There is a conceptual version of HTML that's non-regular, but HTML as used in practice is regular, because the standard allows parsers to impose a maximum nesting depth, and all browsers that I know of do so (e.g. Webkit limits to 512). Every finite language is regular, so HTML with a finite tag-nesting depth is regular. Therefore you could in principle parse the subset of HTML recognized by Webkit using a regular expression.

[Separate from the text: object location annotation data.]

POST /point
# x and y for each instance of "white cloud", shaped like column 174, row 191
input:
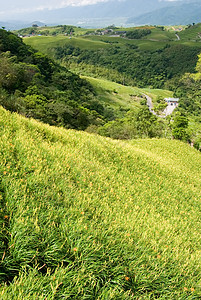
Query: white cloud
column 16, row 7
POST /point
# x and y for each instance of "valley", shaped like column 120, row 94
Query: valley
column 99, row 197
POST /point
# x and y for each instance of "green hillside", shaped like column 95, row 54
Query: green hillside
column 86, row 217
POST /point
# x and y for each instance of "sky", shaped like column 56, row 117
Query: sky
column 22, row 6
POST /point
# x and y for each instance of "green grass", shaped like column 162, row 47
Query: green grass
column 125, row 96
column 46, row 43
column 87, row 217
column 191, row 34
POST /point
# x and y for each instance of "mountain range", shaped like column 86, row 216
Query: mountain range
column 127, row 12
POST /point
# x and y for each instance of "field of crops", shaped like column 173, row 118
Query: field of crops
column 86, row 217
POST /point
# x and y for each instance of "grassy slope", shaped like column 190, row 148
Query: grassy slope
column 85, row 217
column 126, row 96
column 45, row 43
column 156, row 40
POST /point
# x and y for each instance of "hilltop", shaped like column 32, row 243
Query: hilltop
column 84, row 216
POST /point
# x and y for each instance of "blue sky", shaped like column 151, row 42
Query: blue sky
column 16, row 7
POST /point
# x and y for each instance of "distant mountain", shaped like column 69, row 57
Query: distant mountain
column 177, row 13
column 110, row 10
column 14, row 25
column 130, row 12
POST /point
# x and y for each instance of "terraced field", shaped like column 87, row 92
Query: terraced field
column 87, row 217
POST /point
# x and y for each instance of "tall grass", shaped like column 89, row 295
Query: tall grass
column 86, row 217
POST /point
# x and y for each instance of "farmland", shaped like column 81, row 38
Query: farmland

It's impractical and error-prone to do so, of course, but that's not a computability issue. You could write a compiler, if you really wanted to, that took a context-free grammar plus an integer specifying maximum production depth, and mechanically converted it to an FSM or regex. Therefore I think the article is barking up the wrong tree with computability; the issue isn't what's computable by a finite vs. pushdown automaton, but that parsing nested data structures with regexes is virtually impossible to do correctly.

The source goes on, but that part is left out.